Her eyes saw a hint of movement. A bird above her head, perched on a cross-beam. It pecked at something in its talons. GLaDOS the potato. With slow, leisurely flaps, the bird flew away, the potato in its grip. Chell slumped even further. Now she was truly alone.

She was lying flat on her back in brown, slimy water, but she did not rise. She had sunk to new depths, both figuratively and literally. Here, right here at the bottom of the elevator shaft with the broken lift dangling above her head, this was the lowest point of Aperture than she had ever been. And just a few minutes ago she had been close, so close to the surface! The elevator would have opened and they would both have been free! Freedom had been so close for both of them.

Wheatley.

Ley.

She had never been able to differentiate them. Even though they could not possibly be the same, the similarities were endless. The way they talked. Their weird quirks. Even the way they bobbed or eyes shifted were the same. She had come to trust Wheatley just the way she had trusted Ley.

But Wheatley had let her down. Just like Ley had.

Chell began to cry, a dull ache in her throat, the tears welling up and spilling from the corners of her eyes. Why was it so impossible to let the elevator go up? Would it have been that hard? They could have escaped this place together!
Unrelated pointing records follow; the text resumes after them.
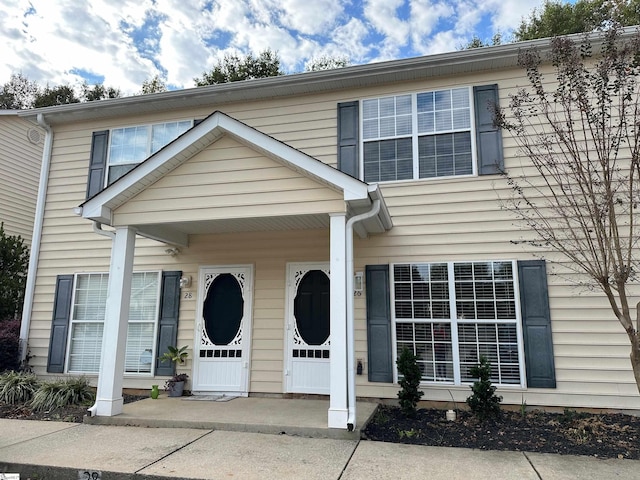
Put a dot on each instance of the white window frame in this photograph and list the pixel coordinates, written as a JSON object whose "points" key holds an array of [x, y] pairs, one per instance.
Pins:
{"points": [[453, 321], [149, 150], [415, 135], [73, 322]]}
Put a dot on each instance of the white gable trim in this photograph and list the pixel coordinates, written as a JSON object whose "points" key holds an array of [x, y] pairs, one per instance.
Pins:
{"points": [[100, 207]]}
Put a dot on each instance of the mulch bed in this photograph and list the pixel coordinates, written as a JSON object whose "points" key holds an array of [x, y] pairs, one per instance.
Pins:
{"points": [[571, 433], [70, 413]]}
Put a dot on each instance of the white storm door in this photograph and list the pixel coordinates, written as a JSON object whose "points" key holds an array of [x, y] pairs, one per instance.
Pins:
{"points": [[223, 330], [308, 333]]}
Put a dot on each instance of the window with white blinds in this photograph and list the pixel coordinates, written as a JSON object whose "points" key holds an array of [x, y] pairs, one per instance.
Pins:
{"points": [[422, 135], [131, 145], [87, 321], [450, 314]]}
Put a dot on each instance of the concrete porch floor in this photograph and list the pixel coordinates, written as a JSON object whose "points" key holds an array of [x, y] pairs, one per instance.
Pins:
{"points": [[301, 417]]}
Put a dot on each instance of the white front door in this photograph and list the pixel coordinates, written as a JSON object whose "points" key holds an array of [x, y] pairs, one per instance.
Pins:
{"points": [[308, 334], [223, 330]]}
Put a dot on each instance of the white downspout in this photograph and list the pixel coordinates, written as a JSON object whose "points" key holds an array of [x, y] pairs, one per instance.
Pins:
{"points": [[36, 238], [97, 228], [351, 378]]}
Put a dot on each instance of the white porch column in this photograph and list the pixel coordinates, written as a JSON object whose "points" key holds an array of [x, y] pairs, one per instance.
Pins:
{"points": [[109, 396], [338, 403]]}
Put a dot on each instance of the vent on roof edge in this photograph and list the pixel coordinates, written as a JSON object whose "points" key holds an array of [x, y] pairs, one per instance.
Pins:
{"points": [[34, 136]]}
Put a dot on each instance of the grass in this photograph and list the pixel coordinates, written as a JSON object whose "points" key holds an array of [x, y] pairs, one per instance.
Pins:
{"points": [[17, 387], [60, 393]]}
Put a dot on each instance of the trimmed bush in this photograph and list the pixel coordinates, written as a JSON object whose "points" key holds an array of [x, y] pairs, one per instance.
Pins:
{"points": [[410, 376], [17, 387], [484, 403], [9, 345], [60, 393]]}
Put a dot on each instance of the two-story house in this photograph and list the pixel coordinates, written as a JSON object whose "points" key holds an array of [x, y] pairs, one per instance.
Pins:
{"points": [[298, 231]]}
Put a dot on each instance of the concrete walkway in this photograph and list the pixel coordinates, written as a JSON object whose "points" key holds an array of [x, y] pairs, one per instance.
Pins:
{"points": [[55, 450]]}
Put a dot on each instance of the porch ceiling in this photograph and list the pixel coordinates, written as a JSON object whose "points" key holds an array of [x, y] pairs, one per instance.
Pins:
{"points": [[158, 224], [233, 225], [178, 232]]}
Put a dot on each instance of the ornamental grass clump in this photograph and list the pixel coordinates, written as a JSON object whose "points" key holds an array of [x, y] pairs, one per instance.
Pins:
{"points": [[17, 387], [410, 376], [60, 393], [484, 403]]}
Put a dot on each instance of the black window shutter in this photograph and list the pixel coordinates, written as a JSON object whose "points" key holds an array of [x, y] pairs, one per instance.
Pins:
{"points": [[536, 324], [488, 136], [97, 162], [60, 324], [348, 119], [379, 346], [168, 322]]}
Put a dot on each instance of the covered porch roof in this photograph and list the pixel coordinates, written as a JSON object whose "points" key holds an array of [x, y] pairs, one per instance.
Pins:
{"points": [[357, 195]]}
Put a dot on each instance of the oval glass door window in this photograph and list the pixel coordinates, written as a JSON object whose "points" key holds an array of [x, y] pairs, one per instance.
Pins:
{"points": [[311, 307], [223, 309]]}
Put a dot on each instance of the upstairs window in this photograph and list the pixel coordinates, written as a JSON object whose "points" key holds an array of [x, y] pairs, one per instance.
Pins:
{"points": [[131, 145], [420, 135]]}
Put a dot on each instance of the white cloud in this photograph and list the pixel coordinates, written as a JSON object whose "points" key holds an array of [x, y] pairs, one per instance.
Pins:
{"points": [[425, 16], [55, 42], [383, 16]]}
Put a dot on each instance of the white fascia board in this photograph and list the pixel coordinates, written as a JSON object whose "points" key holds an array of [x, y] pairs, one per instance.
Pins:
{"points": [[97, 212], [383, 215], [146, 172], [100, 206], [352, 188]]}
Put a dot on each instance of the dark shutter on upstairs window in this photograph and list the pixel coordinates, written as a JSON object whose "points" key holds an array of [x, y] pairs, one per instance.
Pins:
{"points": [[488, 136], [97, 162], [60, 324], [348, 159], [168, 321], [380, 355], [536, 324]]}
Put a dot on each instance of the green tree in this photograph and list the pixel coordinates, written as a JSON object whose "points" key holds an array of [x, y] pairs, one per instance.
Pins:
{"points": [[326, 63], [581, 133], [233, 68], [98, 92], [563, 18], [477, 42], [14, 262], [154, 85], [18, 93], [59, 95]]}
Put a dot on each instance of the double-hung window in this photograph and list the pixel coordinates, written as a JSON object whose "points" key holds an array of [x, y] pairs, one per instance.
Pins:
{"points": [[450, 314], [131, 145], [419, 135], [87, 322]]}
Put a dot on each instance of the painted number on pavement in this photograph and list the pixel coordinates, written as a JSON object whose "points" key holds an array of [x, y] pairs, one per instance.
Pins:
{"points": [[89, 475]]}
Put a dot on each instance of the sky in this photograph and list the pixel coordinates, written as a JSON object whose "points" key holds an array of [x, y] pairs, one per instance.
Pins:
{"points": [[122, 43]]}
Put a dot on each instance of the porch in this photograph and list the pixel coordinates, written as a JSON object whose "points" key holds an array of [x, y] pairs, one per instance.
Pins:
{"points": [[300, 417]]}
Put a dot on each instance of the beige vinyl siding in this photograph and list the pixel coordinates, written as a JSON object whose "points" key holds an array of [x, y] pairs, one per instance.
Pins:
{"points": [[434, 221], [228, 180], [20, 162]]}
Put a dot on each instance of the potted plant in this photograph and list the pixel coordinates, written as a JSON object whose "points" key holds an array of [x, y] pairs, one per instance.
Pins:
{"points": [[175, 354], [175, 385]]}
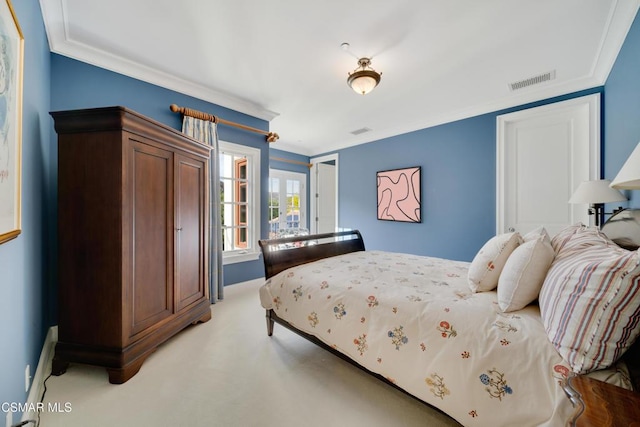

They could have been free! She would have talked to him, then. She would have said 'apple', or 'hello', or anything he wanted! And now all that was gone, vaporized like mist. Like a dream.

Why even get up? Chell wondered. Why continue on this fruitless quest? Why not just face that freedom was gone? Face the truth. Ley was long dead. Wheatley had turned on her. GLaDOS was a potato. Chell was miles and miles from the surface. Why continue at all?

Chell cried until all her tears were spent, splashing down a fist in the stagnant water. She was angry and afraid. Very much of both. The tears spilled for all emotions, cleansing her mind, freshening everything.

The tears slowed to a trickle, then stopped. Chell lay in silence yet again. There was still hope, she knew. It was a very scant hope, and farther away than before, but there was still hope up above. Besides, lying around did not get her any closer to the surface. Trying would not bring her farther down.

True, Wheatley had betrayed her, but perhaps he was not beyond reason. Chell was not an irrationally optimistic person, and she knew a full repentance from Wheatley was out of the question, but maybe – just maybe – he knew he had made a mistake. Maybe there was a chance.

Chell sat up, wincing at all the bruises she had obtained. The portal gun – miraculously unscathed – lay beside her and she picked it up, raising it to chest level. She would need it if she was going to gain the surface.

That was her goal. The surface or death. Let no one stand in her way.